“It’s clear to nearly all that Bush and his team have had a totally unrealistic view of what they can accomplish with military force and threats of force,” he said.By the way, the think tank AFP casually refused to mention was the Center for American Progress, run by former Clinton official John Podesta and featuring Tom Daschle as a contributor.

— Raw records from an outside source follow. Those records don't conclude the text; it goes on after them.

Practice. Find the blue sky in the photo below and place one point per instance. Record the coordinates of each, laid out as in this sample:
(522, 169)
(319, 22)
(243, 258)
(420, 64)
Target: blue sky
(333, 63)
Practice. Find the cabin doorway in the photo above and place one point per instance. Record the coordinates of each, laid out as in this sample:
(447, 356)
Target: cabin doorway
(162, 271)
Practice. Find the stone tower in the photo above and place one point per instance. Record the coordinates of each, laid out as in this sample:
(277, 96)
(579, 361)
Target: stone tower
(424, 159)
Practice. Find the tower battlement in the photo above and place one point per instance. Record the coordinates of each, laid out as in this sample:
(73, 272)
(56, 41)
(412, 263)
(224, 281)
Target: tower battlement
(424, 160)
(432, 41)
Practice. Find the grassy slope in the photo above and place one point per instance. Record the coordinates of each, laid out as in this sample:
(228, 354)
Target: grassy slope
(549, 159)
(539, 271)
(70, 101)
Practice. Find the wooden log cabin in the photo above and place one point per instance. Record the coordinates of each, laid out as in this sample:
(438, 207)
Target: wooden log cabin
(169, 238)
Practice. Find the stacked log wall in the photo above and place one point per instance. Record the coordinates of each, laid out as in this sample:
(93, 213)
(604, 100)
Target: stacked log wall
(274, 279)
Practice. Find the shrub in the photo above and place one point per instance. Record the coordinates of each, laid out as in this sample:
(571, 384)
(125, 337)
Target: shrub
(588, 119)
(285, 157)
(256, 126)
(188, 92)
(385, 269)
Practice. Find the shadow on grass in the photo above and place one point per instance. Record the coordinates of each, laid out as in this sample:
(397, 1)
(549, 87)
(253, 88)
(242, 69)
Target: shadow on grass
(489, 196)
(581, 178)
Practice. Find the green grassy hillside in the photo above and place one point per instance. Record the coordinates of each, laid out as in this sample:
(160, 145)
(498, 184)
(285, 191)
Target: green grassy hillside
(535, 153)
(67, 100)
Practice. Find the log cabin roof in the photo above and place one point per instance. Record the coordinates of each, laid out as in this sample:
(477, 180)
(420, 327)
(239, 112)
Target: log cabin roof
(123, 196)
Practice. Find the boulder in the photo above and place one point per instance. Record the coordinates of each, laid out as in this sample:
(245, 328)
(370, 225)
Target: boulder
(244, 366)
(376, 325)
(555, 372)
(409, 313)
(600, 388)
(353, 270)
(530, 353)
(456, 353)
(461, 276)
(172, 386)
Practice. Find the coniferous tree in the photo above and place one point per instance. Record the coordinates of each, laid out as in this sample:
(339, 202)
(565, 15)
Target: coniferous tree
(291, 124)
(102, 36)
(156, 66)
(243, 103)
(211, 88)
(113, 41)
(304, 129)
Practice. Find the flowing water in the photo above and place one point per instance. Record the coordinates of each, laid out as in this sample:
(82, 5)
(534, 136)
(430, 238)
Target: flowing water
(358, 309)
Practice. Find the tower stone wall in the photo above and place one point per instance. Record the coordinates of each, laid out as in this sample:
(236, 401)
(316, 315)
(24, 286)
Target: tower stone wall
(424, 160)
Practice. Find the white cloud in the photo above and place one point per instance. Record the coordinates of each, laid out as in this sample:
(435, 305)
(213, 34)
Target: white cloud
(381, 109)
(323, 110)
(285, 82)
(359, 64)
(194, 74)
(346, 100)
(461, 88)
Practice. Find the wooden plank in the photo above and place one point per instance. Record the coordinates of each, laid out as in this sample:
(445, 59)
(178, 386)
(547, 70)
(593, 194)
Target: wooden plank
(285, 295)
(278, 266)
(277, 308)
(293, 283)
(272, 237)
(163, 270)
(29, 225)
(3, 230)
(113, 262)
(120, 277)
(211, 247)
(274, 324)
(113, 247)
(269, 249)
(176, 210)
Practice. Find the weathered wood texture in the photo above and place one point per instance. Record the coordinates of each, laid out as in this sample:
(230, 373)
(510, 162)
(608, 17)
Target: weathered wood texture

The participants were not identified, but several officials interviewed for the story provided some insight. One of most outspoken is former CIA analyst Michael Scheuer, who was infamously blessed by CIA brass to write a book critical of the Bush adminstration shortly before the 2004 election:
“We’re clearly losing. Today, Bin Laden, Al Qaeda and their allies have only one indispensable ally: the US’ foreign policy towards the Islamic world.”Scheuer was the founder of the original Rendition Program in the mid 90s. That same program is now the scourge of the modern liberal despite the fact it's original intention was to take terrorists and fly them on CIA airlines to other countries allowing torture. Strangely, there were no loud outcries back in the 90s, as folks seemed more concerned with things like this. Even at this late date the hypocrisy is still breathtaking.
Scheuer keeps resurfacing, just like a bad penny. He was quoted again Tuesday discussing yet another leak-based New York Times story about how General Hayden has closed the CIA's famed bin Laden unit, ironically named after Scheuer's son.
"This will clearly denigrate our operations against Al Qaeda,"I wonder how he can possibly know, being retired and all. But Mr. Scheuer seems to have a lot of post-retirement knowledge, such as how our invasion of Iraq was the worst move ever made:
"The cumulative impact of several events in the past two years has gone a good way towards increasing Muslim hatred for Americans, simply because they are Americans,” he said, citing Abu Ghraib, Guantanamo and the East-West row over cartoons depicting the Prophet Mohammed".It's one thing to say the Iraq war has enflamed people prone to flammability, but for him to include the Mohammed cartoons in his pushback smacks of utter cluelessness. The cartoons had nothing to do with America and incidentally, Bush himself condemned them, which many on the right renounced.
But speaking of enflaming "the street", surely he hasn't forgotten how high the temperature rose after Clinton bombed Baghdad, Sudan and Afghanistan in 1998. Those events triggered bin Laden's proclamation to "kill Americans, wherever you find them" which was followed by the Cole bombing, while back home Mohammed Atta was setting up shop in Florida.
It's hard to imagine the hate getting much worse than it was in late 2000. Or for that matter, 1993 when the Brooklyn Cell was at work trying to bring down the WTC and blow the bridges and tunnels. It's just as hard to imagine going back to the failed policies that allowed those attacks to occur.